I'm not sure if DNSSEC matters if the TLS certificate is valid - some people may prefer to trust the TLS cert and not place any trust in the DNSSEC trust model
THat's quite a misguided statement. If DNS points to an incorrect destination that succeeds in providing a certificate that you accept - how can that be a good solution?
That's a bit inaccurate. If I am trying to reach jit.si through TLS and a malicious DNS record sends me toward evil.example.com, it wouldn't be enough for evil.example.com to just have a valid cert.
It would need to provide a valid certificate for jit.si
Of course - that's the only one you should accept. (hopefully)
Just to clarify: in reSIProcate, when we look at a client or server-side cert,
a) we check if it has subjectAltName (sometimes dubbed SAN) - if there is one or more subjectAltName attributes, we take all of their values as valid domains and put them in a list called TlsConnection::mPeerNames
b) if there is no subjectAltName, we take the common name (CN) which can have only one value and put that in mPeerNames (so it is a vector with just 1 value)
c) higher-level authentication checks then look at each incoming message and screen it against mPeerNames
The CN or subjectAltName can be in a domain name format or an email address format. E.g. a Jitsi client may send CN=daniel@pocock.com but a server-server connection might send CN=pocock.com.au
Does Kamailio have the ability to analyze the certs in the same detail, e.g. extracting subjectAltName and using both DNSname and email values? Are the values available from the configuration script? In other words, I would think (a) and (b) would be in the TLS code and (c) would be part of the cfg file
I was aware that Resiprocate did this correctly, since we've tested it many times at SIPit :-)
The important thing here for other implementations is that if there are SANs in the certificate you should NOT check the CN. Just ignore whatever is in there. Also, you can not reuse that connection in the other direction unless you got a client cert.
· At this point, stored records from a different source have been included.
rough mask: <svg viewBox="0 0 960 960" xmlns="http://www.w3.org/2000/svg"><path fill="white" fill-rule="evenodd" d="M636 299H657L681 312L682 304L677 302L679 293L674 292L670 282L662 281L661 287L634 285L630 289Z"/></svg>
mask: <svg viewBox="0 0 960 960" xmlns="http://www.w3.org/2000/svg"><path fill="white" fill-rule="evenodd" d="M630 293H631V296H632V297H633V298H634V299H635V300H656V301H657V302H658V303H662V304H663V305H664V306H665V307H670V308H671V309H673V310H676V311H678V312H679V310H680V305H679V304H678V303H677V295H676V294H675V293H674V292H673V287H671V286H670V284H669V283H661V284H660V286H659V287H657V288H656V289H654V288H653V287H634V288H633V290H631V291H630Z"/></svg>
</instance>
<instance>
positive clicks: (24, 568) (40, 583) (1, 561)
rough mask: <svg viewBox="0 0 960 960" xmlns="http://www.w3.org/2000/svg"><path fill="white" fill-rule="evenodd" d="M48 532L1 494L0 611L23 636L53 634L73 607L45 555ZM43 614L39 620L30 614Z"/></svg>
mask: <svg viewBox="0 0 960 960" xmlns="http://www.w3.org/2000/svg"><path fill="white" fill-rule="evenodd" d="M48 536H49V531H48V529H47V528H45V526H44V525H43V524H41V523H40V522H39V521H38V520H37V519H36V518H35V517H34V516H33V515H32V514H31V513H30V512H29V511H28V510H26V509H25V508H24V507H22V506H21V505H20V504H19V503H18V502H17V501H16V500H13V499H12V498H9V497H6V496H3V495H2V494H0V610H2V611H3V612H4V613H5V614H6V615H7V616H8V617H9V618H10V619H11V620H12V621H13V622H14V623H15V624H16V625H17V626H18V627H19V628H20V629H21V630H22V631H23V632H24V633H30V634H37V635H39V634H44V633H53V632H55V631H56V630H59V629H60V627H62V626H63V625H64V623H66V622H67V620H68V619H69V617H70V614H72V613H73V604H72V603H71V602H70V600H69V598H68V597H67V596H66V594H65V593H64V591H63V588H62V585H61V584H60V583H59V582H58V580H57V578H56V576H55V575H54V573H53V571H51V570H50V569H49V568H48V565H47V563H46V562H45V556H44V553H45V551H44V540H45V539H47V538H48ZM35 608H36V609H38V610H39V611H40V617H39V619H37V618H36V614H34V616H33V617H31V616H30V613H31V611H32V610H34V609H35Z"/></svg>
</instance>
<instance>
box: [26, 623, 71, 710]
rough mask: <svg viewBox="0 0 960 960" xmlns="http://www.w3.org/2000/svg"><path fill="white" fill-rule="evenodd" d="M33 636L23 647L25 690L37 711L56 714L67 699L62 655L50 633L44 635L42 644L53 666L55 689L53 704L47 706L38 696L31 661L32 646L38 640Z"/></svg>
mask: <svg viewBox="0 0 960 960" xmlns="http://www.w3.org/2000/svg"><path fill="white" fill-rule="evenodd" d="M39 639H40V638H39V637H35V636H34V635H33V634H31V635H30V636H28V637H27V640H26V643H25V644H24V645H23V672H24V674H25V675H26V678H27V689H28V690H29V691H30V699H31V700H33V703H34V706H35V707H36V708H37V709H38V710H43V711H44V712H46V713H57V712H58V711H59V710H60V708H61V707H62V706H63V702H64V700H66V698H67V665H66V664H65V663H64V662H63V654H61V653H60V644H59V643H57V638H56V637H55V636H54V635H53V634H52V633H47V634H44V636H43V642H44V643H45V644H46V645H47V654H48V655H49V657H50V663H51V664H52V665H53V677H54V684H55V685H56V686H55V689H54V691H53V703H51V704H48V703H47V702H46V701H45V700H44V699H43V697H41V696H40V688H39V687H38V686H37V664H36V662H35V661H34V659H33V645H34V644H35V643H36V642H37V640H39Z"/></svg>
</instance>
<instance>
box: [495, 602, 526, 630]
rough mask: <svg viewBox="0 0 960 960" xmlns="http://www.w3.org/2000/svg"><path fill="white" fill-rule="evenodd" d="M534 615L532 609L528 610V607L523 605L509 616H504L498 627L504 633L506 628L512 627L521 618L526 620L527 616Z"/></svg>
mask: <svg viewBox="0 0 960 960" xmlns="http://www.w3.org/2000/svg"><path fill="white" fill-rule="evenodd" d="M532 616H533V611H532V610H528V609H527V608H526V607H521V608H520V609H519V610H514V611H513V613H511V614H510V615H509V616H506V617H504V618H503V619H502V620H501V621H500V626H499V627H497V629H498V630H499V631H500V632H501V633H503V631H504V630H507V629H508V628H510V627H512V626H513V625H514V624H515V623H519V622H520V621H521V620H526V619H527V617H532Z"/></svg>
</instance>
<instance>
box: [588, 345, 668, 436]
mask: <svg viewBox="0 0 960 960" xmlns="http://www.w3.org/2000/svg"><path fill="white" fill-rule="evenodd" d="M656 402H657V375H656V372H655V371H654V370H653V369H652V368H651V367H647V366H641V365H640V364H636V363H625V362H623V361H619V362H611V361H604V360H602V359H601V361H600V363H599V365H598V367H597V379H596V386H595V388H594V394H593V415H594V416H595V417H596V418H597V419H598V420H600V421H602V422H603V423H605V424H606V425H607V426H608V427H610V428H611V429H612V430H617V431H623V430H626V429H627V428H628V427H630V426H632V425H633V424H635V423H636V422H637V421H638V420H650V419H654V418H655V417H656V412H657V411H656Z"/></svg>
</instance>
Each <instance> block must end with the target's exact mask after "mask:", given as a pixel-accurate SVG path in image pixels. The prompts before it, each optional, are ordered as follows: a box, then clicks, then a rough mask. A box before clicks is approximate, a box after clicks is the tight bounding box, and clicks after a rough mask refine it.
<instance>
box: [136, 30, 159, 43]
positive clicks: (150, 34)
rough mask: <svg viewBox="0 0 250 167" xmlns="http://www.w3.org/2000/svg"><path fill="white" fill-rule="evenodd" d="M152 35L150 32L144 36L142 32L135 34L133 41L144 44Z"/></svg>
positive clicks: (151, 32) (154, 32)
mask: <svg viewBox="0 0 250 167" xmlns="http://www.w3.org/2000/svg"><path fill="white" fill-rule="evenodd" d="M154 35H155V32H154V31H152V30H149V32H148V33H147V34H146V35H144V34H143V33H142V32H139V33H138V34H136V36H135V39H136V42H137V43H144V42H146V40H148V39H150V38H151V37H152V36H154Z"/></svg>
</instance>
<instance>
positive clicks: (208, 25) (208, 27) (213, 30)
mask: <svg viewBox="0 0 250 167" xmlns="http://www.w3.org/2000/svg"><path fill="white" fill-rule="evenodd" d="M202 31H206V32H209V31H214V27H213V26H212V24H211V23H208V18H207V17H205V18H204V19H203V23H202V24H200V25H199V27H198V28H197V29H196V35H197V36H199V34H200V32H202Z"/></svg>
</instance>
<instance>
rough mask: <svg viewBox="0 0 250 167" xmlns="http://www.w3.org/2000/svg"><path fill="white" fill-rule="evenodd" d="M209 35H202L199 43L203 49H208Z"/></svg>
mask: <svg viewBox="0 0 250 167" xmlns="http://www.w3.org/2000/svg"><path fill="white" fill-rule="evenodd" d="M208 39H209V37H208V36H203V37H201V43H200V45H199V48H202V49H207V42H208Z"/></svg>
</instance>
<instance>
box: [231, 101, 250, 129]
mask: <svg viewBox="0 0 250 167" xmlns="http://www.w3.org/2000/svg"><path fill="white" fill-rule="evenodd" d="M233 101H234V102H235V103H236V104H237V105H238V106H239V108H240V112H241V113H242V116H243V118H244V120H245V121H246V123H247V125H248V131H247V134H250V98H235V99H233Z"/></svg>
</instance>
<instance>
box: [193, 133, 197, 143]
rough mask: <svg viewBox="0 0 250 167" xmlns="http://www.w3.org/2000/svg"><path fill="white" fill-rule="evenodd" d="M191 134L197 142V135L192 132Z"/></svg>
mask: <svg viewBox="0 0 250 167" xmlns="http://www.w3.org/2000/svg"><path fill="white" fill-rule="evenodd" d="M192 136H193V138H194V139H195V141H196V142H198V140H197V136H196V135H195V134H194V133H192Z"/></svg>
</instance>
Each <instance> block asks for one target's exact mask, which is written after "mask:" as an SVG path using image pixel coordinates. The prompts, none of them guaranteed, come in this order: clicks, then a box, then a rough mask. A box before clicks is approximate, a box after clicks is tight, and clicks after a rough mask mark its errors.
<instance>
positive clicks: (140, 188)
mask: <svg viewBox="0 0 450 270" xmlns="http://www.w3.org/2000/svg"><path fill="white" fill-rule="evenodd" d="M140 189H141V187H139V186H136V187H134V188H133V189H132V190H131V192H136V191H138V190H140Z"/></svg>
I need to check the Kamailio outbound connections TLS code if we do this on outbound connections, unless Daniel can make a comment here. He knows that code better than I do.
For client certificates we have great support and you can check most fields in the X.509 structure with routing script functions. We are working to implement a way to check the outbound connection TLS properties in the routing script before we send any message.
The Asterisk TLS implementation is marked experimental since many releases and many years. Hopefully the new SIP stack will finally give Asterisk a proper TLS implementation.